BEIJING -- The Chinese Communist Party on Friday announced the expulsion from its ranks of former high-flying politician Bo Xilai, with state media saying that he will “face justice,” a move that sets up a coming crescendo in the biggest leadership scandal to hit Beijing in decades.
After months of speculation about whether Bo would be dealt with through quieter, inner-party disciplinary measures, the Communist Party’s Politburo decided in a meeting on Friday that his “suspected law violations” would be transferred to judicial authorities.
A damning and sweeping series of allegations were laid out against Bo, though no details were given in the official media account, including that he’d accepted bribes, abused official power and “had or maintained improper sexual relationships with a number of women.” That the accusations named government positions he’d held back to a mayor’s job he first took in 1992 signals that Bo faces serious punishment.
The Politburo reportedly made its decision after deliberating over an investigation on “Bo’s severe disciplinary violations,” submitted by the party’s central commission for discipline inspection.
“He took advantage of his office to seek profits for others and received huge bribes personally and through his family,” the state Xinhua newswire said, relaying the Politburo’s findings. “His position was also abused by his wife . . . to seek profits for others and the Bo family accepted a huge amount of money and property from others.”
Xinhua announced in tandem that a party congress due to usher in a once-in-a-decade transition of power will be held Nov. 8. That item and the one concerning Bo were posted within minutes of one another, a fitting sequence given that many have speculated the meetings had been held up in part by factional fighting over his fate.

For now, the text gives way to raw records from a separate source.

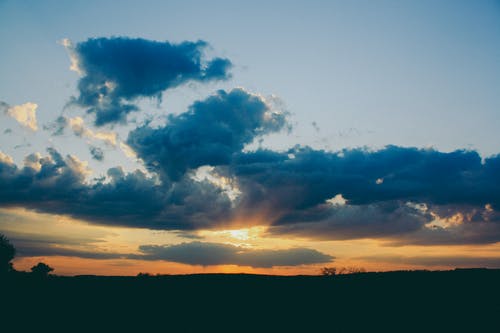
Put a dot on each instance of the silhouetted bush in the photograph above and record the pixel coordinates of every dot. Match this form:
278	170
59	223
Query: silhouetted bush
7	253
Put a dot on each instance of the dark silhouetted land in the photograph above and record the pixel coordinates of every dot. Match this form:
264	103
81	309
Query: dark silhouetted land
443	301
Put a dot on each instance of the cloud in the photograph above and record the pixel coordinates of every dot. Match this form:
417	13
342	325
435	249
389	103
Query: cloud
451	261
200	253
303	192
56	184
116	71
24	114
77	124
209	133
96	153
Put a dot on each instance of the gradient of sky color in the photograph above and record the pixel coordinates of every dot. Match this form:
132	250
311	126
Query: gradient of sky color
352	74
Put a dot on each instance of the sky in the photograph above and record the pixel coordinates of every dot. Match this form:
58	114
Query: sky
267	137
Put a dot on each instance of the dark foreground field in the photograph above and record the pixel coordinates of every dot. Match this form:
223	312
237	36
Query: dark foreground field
449	301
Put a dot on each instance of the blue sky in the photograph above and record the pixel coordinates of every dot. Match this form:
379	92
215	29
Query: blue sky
360	75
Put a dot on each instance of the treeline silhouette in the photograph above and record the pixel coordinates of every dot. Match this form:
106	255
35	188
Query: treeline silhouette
402	301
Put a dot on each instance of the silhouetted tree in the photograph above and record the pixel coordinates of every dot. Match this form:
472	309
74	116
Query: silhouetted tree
7	253
41	269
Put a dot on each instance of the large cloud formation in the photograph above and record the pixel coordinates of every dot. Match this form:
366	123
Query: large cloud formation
209	133
200	253
119	70
402	195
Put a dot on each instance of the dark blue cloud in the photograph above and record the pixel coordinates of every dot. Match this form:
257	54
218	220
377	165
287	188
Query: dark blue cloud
200	253
118	70
304	177
55	184
386	192
209	133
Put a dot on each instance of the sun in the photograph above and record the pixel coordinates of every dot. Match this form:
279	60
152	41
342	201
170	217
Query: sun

Although the Communist Party has sought to frame Bo’s case and those surrounding it as a matter of law, it’s widely been seen as a political issue. During his time as the party chief of the southwestern metropolis of Chongqing, Bo’s ambition, populist politics and willingness to invoke Mao Zedong-era slogans and songs were thought to rankle some senior leaders in Beijing.
Any legal proceedings against him, as with all high-profile cases, almost certainly will be scripted by party leadership. In seeking to do so, however, Beijing would need to walk a fine line of castigating Bo, a longtime official, for various crimes while trying not to further public perception that the Communist Party is in fact saturated by corruption.
Among the messages from leadership relayed by Xinhua was that “Party organizations at various levels must use Bo’s case as a negative example to . . . maintain strict Party discipline, improve the Party’s working style, speed up the building of the system for punishing and preventing corruption, and constantly enhance the Party’s capabilities of self-purification, self-improvement and self-innovation – all in a bid to maintain the Party’s advanced nature and purity.”
The first, and dramatic, step in the dismantling of Bo’s career came in February, after his former Chongqing police chief fled to a U.S. consulate and reportedly relayed the news that Bo’s wife was a leading suspect in the murder of a British businessman. At the time, Bo, the son of a legendary Communist Party leader, was considered a leading candidate for the Politburo’s standing committee, the apex of political power in China.